Meandering through time you see how fashion changed over the years, whether you want to see gloves, dresses or shoes there is stunning examples of them all. I was fortunate to be there when a tour started and really enjoyed hearing the more personalised stories of the articles on display.
Cost £8.75 includes audioguide and tour
Tours run at 12pm and 4pm and are well worth taking. They are interesting and give you information that is not on the boards and the audio guided tour.

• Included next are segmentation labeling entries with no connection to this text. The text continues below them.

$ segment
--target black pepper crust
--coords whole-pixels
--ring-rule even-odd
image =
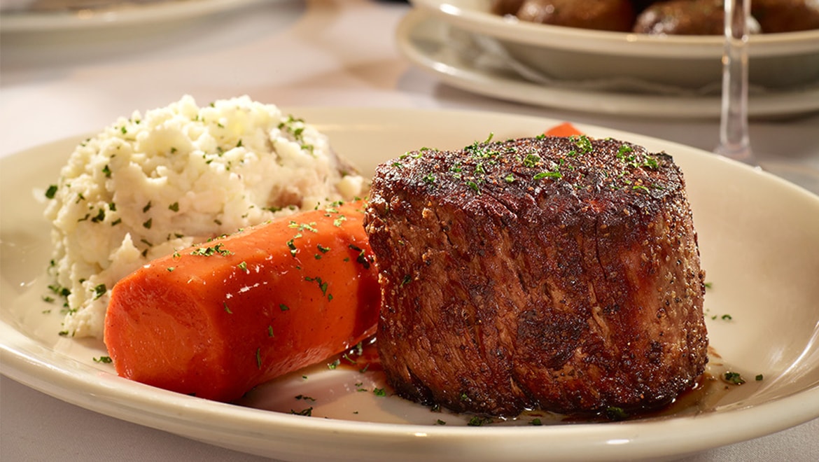
[[[378,166],[364,226],[405,397],[514,415],[673,399],[704,370],[704,272],[671,156],[586,137]]]

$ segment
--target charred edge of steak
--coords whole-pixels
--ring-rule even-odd
[[[664,404],[707,356],[679,168],[585,136],[420,150],[382,164],[364,225],[378,346],[406,398],[514,415]]]

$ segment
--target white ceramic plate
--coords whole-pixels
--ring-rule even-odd
[[[365,172],[420,147],[456,148],[540,133],[556,120],[496,113],[294,108]],[[467,426],[372,392],[378,373],[318,366],[228,405],[115,376],[102,343],[59,337],[47,292],[48,224],[43,190],[84,137],[0,160],[2,372],[66,401],[143,425],[283,460],[605,460],[683,455],[776,432],[819,416],[819,198],[708,152],[643,136],[581,126],[665,150],[682,167],[708,281],[711,373],[749,383],[686,404],[676,414],[616,423]],[[44,310],[52,310],[51,313]],[[731,315],[731,319],[722,319]],[[715,318],[715,319],[712,319]],[[764,378],[755,381],[756,374]],[[304,378],[306,376],[307,378]],[[364,392],[359,392],[364,389]],[[297,395],[315,401],[298,400]],[[296,415],[313,407],[312,417]],[[278,410],[278,411],[268,410]],[[279,412],[280,411],[280,412]],[[326,417],[326,419],[325,419]],[[446,425],[436,424],[437,419]]]
[[[516,58],[562,79],[611,76],[699,88],[722,79],[719,36],[652,36],[527,23],[490,12],[491,0],[411,0],[447,22],[497,38]],[[819,82],[819,30],[750,38],[752,84]]]
[[[119,6],[71,11],[4,11],[0,30],[49,32],[88,28],[153,25],[157,22],[193,19],[259,3],[263,0],[167,0],[143,4],[123,2]],[[267,0],[282,2],[287,0]]]
[[[572,111],[674,118],[719,117],[719,95],[627,93],[605,83],[525,79],[520,66],[483,45],[494,40],[415,10],[396,33],[398,47],[413,64],[454,87],[500,99]],[[489,43],[487,43],[489,41]],[[819,60],[817,60],[819,61]],[[615,86],[619,85],[616,84]],[[790,91],[758,91],[749,97],[752,117],[775,117],[819,110],[819,84]]]

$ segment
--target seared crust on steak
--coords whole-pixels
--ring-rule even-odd
[[[378,348],[406,398],[457,411],[650,408],[708,361],[679,168],[584,137],[421,150],[376,170]]]

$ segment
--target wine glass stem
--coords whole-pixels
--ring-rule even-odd
[[[748,20],[750,0],[725,0],[720,147],[726,157],[754,164],[748,136]]]

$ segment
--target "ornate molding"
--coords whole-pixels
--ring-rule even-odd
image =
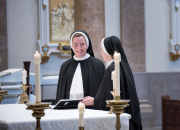
[[[48,2],[48,0],[43,0],[43,9],[44,9],[44,10],[46,9],[47,2]]]
[[[70,43],[67,41],[59,43],[57,50],[60,50],[60,52],[64,55],[70,55],[71,54]]]
[[[170,52],[170,60],[171,61],[176,61],[179,59],[180,57],[180,54],[179,54],[179,50],[180,50],[180,45],[179,44],[176,44],[174,46],[174,50],[176,53],[173,53],[173,52]]]
[[[50,58],[50,56],[47,55],[47,53],[49,51],[49,46],[47,46],[47,45],[42,46],[42,51],[43,51],[44,55],[41,55],[41,59],[42,59],[41,63],[44,64],[44,63],[48,62],[48,60]]]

Museum of Bath Architecture
The Museum of Bath Architecture is a one room museum which really explains Baths architecture. It’s situated in the Countess of Huntingdon’s chapel on the Paragon. The Paragon has some lovely views of Palladian housing with a long row of apartments in a straight line which looks fabulous.
Using various forms of media including video, artefacts, pictures, paintings and an audio guide the Museum of Bath Architecture is really fascinating. John Wood the elder and his son were the creators of Baths characteristic Palladian architecture and are the real stars of the museum. The museum explains where they gained their inspiration and showed their designs. The displays of how the houses were built using dressed blocks on the facade and rubble walls at the back was really interesting. I really enjoyed the video of decorative plasterwork being laid. It was quite fascinating.
There were also displays of masonry walls, staircases, roofs, plasterwork, and wallpaper. Another fascinating display was ‘Planning for peace’. During the early twentieth century plans were drawn up to redevelop the centre of Bath which included the demolition of many of the buildings to make large open spaces. They were great designs but never got off the drawing board.
The Museum of Bath Architecture is a great little museum which gives a great insight into Bath (and Georgian) architecture.
Purchasing a joint ticket to the Museum of Architecture and No 1 Royal Crescent allows £1 off entry to Beckfords Tower and the Herschel Museum of Astronomy. Opening hours are here
After visiting the museum I met up again with Michele who was just bubbling after her tour of the Fashion Museum.
Tomorrow we take a break from Bath when we visit Farleigh Hungerford Castle in the countryside about 14 kilometres from Bath.